Cristina Losada, después de perpetrarse el famoso corte de pelo.También parecía agradable un europeo que Jan conocía, pero resultaba que iba a Manila en busca de niños. No había caído yo en que Filipinas era territorio para la pederastia, pero lo era. Por Ermita circulaban algunos niños que igual que ofrecían droga podían ofrecerse a un extranjero. Augusto y yo habíamos conocido a uno que decía que vendía marihuana. No tenía más de doce años. La siguiente vez que lo encontramos nos dijo que le habían dado una paliza.
 
Un aficionado a la marihuana era Maynard, el hijo de la dueña del coffee-parlour donde Jan se hospedaba en Manila.
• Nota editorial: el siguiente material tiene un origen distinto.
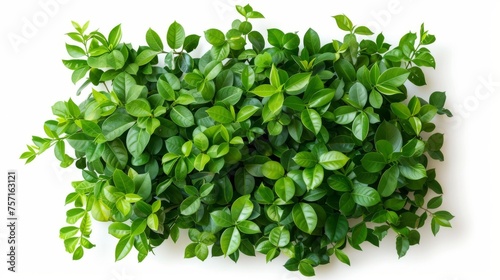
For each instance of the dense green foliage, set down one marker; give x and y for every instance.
(259, 145)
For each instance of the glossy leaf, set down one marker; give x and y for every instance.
(304, 217)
Su habitación estaba forrada de posters de grupos de música y él se pasaba gran parte del día stoned, como se decía en el argot importado de los USA. Con él fuimos a un concierto en el Philippine Cultural Centre, que tenía su sede junto al mar, en un edificio ultramoderno que existía por obra y gracia de Imelda Marcos, que había fundado el tal centro y se promocionaba como gran mecenas del folklore y la artesanía del país.
 
En una tienda de artesanía de aquellas que apadrinaba Imelda compré, en mi último día en Manila, una lanza de una de las tribus primitivas del archipiélago. Armada con ella y con unas cajas de puros de la compañía filipina de tabacos, más mi equipaje, que había engordado de modo preocupante, llegué al aeropuerto. La lanza hubo de ser facturada. En un vuelo de tantas horas había que tomar precauciones.
 
En una escala en Dubai mi compañero de asiento se empeñó en hacerme una foto, tal vez por el aspecto extraño que tenía yo, con el pelo casi al cero. En Roma, en otra escala, se me ocurrió pedir un expreso. Acostumbrada durante meses al café instantáneo que daban en Filipinas, pensé que me daba un ataque al corazón. Pero sobreviví a aquella bomba de cafeína. Cuando llegué a la capital española creía yo que también sobreviviría sin problemas al regreso a la vida anterior. Poco duraría esa ilusión.